At the monastery I was ushered into the lama immediately. I sat down across from him in his study, the bone on my lap. I told him where I had bought it, how long I had had it, and that I wanted to return it. Three minutes. No more. Yet in that brief telling I was aware of the fullness of pride. Look at this noble gesture I am making, what I am giving up, sacrificing for the good of you community.

The lama listened, smiling and nodding. He knew what I was up to. And he knew I would see it soon enough. I don’t recall him saying anything. Suddenly, we both stood up and I handed him the thighbone trumpet. He took it from me, smiled and nodded again, and I left. As I approached the door at the far end of the hall, I heard his robes swishing behind me. And the sound of the trumpet rang out. Full. Clear. Joyous. And in the silence that followed I heard the lama laugh.

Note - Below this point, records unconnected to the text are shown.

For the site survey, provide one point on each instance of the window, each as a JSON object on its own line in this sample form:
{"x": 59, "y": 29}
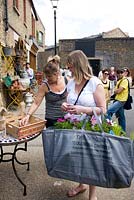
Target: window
{"x": 24, "y": 10}
{"x": 40, "y": 38}
{"x": 33, "y": 26}
{"x": 16, "y": 4}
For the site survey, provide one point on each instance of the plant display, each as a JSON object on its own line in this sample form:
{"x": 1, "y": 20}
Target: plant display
{"x": 71, "y": 121}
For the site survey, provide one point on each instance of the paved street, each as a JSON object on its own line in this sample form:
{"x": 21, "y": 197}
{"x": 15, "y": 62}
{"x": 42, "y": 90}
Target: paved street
{"x": 42, "y": 187}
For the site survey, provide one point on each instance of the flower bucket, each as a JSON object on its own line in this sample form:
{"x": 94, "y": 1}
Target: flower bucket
{"x": 7, "y": 51}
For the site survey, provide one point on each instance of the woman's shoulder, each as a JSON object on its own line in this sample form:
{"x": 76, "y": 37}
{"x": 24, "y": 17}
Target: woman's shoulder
{"x": 95, "y": 80}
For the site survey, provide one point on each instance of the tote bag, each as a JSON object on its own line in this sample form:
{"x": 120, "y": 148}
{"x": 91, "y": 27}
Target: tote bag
{"x": 89, "y": 157}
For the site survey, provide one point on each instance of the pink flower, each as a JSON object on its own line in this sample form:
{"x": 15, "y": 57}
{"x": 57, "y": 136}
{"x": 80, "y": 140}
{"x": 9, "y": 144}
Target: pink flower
{"x": 93, "y": 120}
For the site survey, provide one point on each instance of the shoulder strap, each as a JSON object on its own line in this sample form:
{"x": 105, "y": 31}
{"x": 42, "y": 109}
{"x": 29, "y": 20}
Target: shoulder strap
{"x": 47, "y": 85}
{"x": 66, "y": 81}
{"x": 81, "y": 91}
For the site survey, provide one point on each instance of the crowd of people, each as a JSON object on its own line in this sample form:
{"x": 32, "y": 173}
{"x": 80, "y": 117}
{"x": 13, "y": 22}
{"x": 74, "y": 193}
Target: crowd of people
{"x": 116, "y": 83}
{"x": 61, "y": 92}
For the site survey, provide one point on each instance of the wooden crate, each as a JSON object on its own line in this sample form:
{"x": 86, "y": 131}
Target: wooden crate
{"x": 35, "y": 125}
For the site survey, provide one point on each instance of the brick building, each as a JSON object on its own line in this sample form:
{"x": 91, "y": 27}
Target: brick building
{"x": 22, "y": 31}
{"x": 112, "y": 48}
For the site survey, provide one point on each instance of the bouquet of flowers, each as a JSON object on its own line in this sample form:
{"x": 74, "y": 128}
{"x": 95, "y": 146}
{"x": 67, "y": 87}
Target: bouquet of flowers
{"x": 71, "y": 121}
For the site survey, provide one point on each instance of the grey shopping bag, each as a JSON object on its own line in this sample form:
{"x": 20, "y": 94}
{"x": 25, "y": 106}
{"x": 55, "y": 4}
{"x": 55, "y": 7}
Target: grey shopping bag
{"x": 88, "y": 157}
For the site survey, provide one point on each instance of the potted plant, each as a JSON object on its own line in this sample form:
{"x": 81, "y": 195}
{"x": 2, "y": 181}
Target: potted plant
{"x": 7, "y": 50}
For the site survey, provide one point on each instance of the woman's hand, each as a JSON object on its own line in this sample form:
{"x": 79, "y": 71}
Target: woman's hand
{"x": 65, "y": 106}
{"x": 75, "y": 109}
{"x": 24, "y": 121}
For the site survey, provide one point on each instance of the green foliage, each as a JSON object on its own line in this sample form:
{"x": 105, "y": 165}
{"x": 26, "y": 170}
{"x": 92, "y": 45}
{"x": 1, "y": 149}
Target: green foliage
{"x": 107, "y": 126}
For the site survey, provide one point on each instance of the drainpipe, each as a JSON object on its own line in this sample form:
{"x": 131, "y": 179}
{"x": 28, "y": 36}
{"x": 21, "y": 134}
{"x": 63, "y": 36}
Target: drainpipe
{"x": 6, "y": 17}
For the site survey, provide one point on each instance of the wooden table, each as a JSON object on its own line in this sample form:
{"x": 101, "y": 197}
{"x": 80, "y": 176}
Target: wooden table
{"x": 8, "y": 141}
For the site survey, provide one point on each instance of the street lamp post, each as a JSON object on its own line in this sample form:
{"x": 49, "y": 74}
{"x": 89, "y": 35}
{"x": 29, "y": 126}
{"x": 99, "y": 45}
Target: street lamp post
{"x": 54, "y": 5}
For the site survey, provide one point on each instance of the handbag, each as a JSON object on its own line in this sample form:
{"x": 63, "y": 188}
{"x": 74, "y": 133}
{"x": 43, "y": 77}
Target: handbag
{"x": 89, "y": 157}
{"x": 127, "y": 105}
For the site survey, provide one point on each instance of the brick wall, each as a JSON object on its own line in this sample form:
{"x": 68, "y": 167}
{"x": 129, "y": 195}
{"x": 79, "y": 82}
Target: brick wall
{"x": 116, "y": 52}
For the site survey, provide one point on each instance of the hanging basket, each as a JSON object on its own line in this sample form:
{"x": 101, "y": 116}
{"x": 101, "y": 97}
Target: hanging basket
{"x": 7, "y": 51}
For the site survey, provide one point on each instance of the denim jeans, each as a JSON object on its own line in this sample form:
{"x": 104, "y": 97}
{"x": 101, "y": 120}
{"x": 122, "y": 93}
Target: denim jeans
{"x": 117, "y": 109}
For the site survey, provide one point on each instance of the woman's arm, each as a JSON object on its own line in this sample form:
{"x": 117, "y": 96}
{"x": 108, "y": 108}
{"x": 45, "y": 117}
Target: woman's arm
{"x": 100, "y": 99}
{"x": 40, "y": 95}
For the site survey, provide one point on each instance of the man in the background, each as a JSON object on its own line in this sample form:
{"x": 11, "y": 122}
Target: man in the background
{"x": 30, "y": 72}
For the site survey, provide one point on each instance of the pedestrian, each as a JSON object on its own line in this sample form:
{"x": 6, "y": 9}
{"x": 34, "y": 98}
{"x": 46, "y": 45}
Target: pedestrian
{"x": 121, "y": 95}
{"x": 93, "y": 95}
{"x": 113, "y": 79}
{"x": 106, "y": 84}
{"x": 30, "y": 72}
{"x": 128, "y": 75}
{"x": 54, "y": 90}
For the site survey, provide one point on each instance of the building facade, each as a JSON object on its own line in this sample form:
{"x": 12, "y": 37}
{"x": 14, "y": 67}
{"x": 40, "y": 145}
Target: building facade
{"x": 112, "y": 48}
{"x": 22, "y": 36}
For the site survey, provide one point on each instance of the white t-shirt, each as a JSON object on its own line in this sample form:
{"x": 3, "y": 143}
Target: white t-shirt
{"x": 86, "y": 97}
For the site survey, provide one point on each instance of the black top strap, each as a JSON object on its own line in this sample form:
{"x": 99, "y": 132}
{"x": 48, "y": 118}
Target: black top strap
{"x": 81, "y": 91}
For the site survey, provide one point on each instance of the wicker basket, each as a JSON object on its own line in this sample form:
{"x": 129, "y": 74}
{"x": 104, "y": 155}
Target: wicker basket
{"x": 35, "y": 125}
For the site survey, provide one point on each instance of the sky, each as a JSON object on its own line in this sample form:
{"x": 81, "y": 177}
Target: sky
{"x": 82, "y": 18}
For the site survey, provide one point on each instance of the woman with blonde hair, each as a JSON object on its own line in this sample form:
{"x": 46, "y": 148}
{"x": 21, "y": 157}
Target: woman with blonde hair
{"x": 106, "y": 84}
{"x": 92, "y": 96}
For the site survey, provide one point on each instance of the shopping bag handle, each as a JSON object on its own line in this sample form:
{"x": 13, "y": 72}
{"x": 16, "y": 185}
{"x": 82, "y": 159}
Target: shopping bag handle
{"x": 97, "y": 118}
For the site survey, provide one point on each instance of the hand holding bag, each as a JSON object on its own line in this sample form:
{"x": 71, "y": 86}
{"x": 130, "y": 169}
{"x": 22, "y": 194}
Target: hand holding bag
{"x": 127, "y": 105}
{"x": 89, "y": 157}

That laugh woke me up more than the blast of the trumpet. His lightness stirred my heart, rang in my bones. His delight, like that of a child, tickled me. He was not warning evil spirits away. He was not calling demons to him. He was rejoicing in a friend returning home, ready for whatever work she was called to do.

And then I was out in the sunshine, the lama’s mirth a fragrance around me, my little self cracked by laughter, my ego slain yet again, heading home.